Understanding all this history is necessary to avoid the kinds of financial issues like the Global Financial Crisis from reoccurring according to Geisst. He repeatedly addresses how predatory money lending continued because groups of individuals not only understood how usury truly works, but also how to navigate through existing laws. Credit-lending institutions, focused on profiting from the expansion of credit, circumvented standing laws and constructed the disastrous consumer credit system whose collapse in 2007 initiated the Global Financial Crisis. Unfortunately, Professor Geisst does not seem optimistic about the future of usury in the United States. Despite the success of the Dodd-Frank Wall Street Reform Act in passing through Congress, usury is not recognized as a serious problem. In fact, as Geisst notes, the Dodd-Frank Act is clear that only Congress may create limits on usury, not the individuals or organizations charged with overseeing and understanding usury’s role in the economy.

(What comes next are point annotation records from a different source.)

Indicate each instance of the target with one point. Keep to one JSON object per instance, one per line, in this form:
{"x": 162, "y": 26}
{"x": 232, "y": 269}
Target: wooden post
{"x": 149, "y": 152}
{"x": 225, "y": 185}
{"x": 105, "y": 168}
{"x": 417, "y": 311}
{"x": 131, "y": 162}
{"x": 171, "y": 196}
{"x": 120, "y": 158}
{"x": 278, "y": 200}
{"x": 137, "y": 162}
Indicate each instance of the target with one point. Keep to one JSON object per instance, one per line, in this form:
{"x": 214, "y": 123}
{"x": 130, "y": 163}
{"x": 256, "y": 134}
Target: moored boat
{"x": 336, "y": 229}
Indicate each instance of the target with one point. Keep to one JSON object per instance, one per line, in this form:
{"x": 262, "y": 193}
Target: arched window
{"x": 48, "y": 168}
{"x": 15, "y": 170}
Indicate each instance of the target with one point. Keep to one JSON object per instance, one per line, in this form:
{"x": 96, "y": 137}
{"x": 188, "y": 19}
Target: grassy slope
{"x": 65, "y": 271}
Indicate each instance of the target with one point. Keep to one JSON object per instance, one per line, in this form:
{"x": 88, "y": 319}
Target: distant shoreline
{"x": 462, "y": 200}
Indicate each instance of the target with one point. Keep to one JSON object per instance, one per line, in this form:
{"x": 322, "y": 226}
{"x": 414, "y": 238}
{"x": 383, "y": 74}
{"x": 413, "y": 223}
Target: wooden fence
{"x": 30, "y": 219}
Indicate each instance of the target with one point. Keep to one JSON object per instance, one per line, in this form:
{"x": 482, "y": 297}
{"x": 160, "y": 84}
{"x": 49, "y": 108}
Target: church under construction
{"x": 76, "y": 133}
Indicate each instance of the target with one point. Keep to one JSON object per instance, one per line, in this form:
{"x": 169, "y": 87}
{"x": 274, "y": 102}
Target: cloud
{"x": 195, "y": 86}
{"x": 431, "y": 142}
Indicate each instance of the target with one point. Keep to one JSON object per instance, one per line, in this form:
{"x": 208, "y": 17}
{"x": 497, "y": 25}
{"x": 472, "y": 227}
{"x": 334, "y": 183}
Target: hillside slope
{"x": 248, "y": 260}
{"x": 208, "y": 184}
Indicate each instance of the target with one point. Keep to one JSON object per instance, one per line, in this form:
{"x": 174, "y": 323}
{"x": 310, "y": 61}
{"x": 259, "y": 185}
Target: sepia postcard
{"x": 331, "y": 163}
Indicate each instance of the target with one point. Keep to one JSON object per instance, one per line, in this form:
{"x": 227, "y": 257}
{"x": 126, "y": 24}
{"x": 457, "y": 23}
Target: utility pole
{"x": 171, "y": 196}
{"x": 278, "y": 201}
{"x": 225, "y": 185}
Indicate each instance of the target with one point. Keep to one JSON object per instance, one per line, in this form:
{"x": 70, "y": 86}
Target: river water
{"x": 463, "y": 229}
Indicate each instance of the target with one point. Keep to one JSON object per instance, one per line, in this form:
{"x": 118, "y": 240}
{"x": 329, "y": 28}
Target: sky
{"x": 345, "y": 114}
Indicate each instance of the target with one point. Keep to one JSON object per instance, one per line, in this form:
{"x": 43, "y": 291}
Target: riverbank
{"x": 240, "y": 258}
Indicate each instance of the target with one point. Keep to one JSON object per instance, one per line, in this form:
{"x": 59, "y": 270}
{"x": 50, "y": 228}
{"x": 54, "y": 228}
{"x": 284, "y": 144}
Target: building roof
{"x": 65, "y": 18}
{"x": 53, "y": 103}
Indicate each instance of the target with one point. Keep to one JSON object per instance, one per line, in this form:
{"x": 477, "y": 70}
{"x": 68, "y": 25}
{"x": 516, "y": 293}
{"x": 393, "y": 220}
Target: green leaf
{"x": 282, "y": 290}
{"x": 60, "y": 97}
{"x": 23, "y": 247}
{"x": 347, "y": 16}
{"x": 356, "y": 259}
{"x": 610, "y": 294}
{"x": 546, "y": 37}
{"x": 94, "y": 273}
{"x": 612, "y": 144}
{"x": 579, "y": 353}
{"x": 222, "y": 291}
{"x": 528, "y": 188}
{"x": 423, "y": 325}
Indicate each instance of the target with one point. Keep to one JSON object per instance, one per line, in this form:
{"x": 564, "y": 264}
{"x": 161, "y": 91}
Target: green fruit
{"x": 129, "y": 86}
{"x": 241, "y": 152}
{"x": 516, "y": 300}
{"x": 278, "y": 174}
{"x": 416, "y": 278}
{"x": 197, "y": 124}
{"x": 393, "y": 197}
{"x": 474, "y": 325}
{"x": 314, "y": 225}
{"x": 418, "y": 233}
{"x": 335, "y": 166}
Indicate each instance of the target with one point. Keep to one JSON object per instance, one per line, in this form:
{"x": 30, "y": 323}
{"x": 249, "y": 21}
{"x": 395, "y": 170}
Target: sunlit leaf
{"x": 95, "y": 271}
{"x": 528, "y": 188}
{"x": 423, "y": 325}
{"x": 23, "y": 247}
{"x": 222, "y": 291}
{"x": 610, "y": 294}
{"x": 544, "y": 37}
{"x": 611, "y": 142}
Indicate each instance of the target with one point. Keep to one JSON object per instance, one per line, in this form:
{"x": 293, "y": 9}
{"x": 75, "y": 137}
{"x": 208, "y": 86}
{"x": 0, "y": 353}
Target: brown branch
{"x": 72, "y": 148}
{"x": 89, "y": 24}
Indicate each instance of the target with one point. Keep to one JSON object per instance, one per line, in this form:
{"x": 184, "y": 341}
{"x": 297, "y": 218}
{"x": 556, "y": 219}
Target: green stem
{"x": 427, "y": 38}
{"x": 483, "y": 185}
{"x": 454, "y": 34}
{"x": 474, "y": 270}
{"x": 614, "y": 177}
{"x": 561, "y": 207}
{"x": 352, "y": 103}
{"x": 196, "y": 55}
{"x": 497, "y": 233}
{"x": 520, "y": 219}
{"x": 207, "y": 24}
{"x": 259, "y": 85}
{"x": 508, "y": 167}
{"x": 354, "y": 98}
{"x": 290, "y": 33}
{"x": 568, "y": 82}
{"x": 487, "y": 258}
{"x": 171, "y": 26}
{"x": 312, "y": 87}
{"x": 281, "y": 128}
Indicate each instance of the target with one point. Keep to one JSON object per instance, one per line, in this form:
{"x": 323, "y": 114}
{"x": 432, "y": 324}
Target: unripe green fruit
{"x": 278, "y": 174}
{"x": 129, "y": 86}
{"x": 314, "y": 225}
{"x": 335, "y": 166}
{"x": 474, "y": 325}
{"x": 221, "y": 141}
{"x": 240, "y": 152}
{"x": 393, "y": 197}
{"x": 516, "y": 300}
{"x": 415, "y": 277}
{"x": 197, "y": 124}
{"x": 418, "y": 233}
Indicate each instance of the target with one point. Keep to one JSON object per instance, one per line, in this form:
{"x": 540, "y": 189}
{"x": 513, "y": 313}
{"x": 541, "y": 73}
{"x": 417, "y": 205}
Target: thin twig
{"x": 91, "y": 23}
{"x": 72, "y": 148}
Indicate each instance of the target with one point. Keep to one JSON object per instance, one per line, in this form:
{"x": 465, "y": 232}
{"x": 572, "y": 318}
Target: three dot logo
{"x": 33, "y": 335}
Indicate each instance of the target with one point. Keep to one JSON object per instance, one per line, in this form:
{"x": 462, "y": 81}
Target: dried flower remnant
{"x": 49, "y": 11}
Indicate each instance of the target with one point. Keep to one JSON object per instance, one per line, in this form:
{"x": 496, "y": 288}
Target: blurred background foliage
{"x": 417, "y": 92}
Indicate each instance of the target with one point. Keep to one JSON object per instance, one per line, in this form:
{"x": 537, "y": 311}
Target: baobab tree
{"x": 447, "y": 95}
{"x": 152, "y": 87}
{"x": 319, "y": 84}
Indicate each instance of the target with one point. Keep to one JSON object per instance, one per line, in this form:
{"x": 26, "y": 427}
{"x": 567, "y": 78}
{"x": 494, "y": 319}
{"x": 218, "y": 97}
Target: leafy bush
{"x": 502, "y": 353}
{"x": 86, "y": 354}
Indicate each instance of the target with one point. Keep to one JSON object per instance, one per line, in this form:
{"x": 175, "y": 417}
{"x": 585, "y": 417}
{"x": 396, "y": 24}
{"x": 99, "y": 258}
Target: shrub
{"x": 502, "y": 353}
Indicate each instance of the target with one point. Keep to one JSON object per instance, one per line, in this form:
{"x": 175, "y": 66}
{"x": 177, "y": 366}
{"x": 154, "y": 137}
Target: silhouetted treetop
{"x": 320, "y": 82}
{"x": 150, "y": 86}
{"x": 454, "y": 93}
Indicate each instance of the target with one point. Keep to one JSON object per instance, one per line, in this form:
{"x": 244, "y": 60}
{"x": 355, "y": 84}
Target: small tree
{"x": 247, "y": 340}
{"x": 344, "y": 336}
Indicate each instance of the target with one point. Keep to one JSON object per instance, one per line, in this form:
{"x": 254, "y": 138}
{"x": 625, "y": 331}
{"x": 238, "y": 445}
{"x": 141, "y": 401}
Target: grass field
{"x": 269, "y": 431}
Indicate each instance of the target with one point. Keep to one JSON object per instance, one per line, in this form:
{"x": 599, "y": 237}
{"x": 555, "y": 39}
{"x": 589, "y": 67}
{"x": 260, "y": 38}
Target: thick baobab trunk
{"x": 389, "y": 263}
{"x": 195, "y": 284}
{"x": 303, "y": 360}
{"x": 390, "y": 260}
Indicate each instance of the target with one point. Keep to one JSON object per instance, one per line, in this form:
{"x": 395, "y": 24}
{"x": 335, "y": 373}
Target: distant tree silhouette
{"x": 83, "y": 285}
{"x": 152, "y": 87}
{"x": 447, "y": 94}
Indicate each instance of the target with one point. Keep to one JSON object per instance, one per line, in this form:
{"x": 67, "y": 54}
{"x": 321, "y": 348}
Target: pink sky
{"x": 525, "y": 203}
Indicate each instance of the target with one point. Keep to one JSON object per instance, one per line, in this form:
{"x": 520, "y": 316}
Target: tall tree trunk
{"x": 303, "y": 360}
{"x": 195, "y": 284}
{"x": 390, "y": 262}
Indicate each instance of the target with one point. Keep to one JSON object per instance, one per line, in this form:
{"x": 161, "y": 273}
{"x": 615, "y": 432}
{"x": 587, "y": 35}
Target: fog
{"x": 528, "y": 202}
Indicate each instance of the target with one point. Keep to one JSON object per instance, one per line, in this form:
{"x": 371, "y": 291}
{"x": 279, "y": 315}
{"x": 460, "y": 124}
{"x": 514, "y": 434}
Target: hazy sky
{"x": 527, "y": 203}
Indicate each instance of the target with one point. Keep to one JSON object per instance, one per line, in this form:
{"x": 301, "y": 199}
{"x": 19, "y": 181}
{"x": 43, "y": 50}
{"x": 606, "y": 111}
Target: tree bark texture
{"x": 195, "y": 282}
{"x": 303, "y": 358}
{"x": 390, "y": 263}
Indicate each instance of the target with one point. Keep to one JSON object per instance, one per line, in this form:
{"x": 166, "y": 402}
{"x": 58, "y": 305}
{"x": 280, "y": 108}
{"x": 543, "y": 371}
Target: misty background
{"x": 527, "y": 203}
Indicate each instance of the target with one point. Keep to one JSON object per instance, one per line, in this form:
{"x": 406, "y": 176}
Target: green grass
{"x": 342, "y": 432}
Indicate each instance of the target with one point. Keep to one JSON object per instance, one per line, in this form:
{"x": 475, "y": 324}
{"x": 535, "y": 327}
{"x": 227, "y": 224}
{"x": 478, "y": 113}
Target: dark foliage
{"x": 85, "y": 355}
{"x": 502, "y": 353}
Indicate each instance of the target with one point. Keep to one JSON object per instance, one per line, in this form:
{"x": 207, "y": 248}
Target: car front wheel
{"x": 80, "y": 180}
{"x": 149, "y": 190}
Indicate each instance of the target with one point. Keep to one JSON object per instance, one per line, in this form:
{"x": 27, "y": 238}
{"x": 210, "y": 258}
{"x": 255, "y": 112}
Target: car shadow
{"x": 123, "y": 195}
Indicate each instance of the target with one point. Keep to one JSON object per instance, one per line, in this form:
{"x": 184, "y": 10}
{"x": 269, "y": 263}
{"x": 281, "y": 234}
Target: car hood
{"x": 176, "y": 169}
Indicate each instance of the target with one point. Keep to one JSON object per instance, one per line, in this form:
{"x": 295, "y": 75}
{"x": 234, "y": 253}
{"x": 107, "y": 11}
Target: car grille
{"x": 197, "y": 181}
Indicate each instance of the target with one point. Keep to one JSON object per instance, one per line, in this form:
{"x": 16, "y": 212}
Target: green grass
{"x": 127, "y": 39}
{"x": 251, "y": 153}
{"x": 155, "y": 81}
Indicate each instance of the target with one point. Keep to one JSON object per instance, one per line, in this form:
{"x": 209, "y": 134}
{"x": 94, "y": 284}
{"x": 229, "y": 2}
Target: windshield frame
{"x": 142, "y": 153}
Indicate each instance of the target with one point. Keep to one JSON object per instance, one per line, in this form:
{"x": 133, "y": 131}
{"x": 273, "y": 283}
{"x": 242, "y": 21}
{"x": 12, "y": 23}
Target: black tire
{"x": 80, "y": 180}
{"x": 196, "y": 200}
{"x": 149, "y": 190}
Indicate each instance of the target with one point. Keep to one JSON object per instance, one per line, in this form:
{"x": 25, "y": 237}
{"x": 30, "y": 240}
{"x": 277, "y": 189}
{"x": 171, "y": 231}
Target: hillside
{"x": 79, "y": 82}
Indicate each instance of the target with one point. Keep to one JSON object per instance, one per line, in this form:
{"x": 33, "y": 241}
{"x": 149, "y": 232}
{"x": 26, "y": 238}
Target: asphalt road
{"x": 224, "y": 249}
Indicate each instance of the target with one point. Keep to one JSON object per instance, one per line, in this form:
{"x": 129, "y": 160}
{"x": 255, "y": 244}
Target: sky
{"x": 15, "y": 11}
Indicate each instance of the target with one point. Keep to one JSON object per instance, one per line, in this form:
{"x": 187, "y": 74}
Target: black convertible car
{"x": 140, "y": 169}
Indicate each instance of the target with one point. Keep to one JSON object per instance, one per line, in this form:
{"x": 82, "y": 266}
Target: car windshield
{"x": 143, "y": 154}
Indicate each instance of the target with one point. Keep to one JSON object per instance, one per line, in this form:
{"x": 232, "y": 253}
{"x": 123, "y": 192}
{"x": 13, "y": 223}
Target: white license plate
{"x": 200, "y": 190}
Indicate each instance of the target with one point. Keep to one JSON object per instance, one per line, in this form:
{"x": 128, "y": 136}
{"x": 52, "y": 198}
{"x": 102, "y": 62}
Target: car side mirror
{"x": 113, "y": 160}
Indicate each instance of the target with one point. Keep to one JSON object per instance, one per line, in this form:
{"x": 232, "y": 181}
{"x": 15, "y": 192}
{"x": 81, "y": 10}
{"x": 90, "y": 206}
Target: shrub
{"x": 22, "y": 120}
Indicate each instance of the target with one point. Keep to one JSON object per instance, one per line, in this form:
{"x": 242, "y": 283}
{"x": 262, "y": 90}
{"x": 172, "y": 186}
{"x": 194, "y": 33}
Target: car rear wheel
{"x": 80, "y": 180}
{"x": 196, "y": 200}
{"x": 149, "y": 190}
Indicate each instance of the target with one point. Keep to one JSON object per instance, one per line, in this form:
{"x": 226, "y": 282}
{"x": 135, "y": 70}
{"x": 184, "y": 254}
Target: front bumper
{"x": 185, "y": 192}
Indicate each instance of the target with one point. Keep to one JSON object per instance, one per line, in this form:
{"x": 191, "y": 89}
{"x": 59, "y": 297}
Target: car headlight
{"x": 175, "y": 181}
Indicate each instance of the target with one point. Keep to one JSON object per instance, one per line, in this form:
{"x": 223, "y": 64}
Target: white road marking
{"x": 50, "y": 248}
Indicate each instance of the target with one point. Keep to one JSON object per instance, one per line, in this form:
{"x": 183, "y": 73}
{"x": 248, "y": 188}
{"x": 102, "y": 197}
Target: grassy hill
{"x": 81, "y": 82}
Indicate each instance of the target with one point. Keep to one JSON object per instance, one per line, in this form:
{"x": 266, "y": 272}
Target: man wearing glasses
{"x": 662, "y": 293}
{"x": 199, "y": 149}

Beggar Thy Neighbor is certainly an informative examination of one of history’s lesser-understood institutions. Some readers may find that while his secondary sources are well chosen, Geisst’s reliance on translated works and classics from the Renaissance and Enlightenment privileges a Western, if not Eurocentric, model of finance above other forms. The chapter on Islamic finance, for example, seems out of place and leaves the reader wondering about other financial models created to counter the traditional Western system. Perhaps more problematic for the general reader, Geisst regularly fails to define some of his terms, routinely jumps back and forth between thoughts, and often composes awkwardly written prose. These criticisms are minor, however, and should not takeaway from this excellent introduction to the history and implications of usury.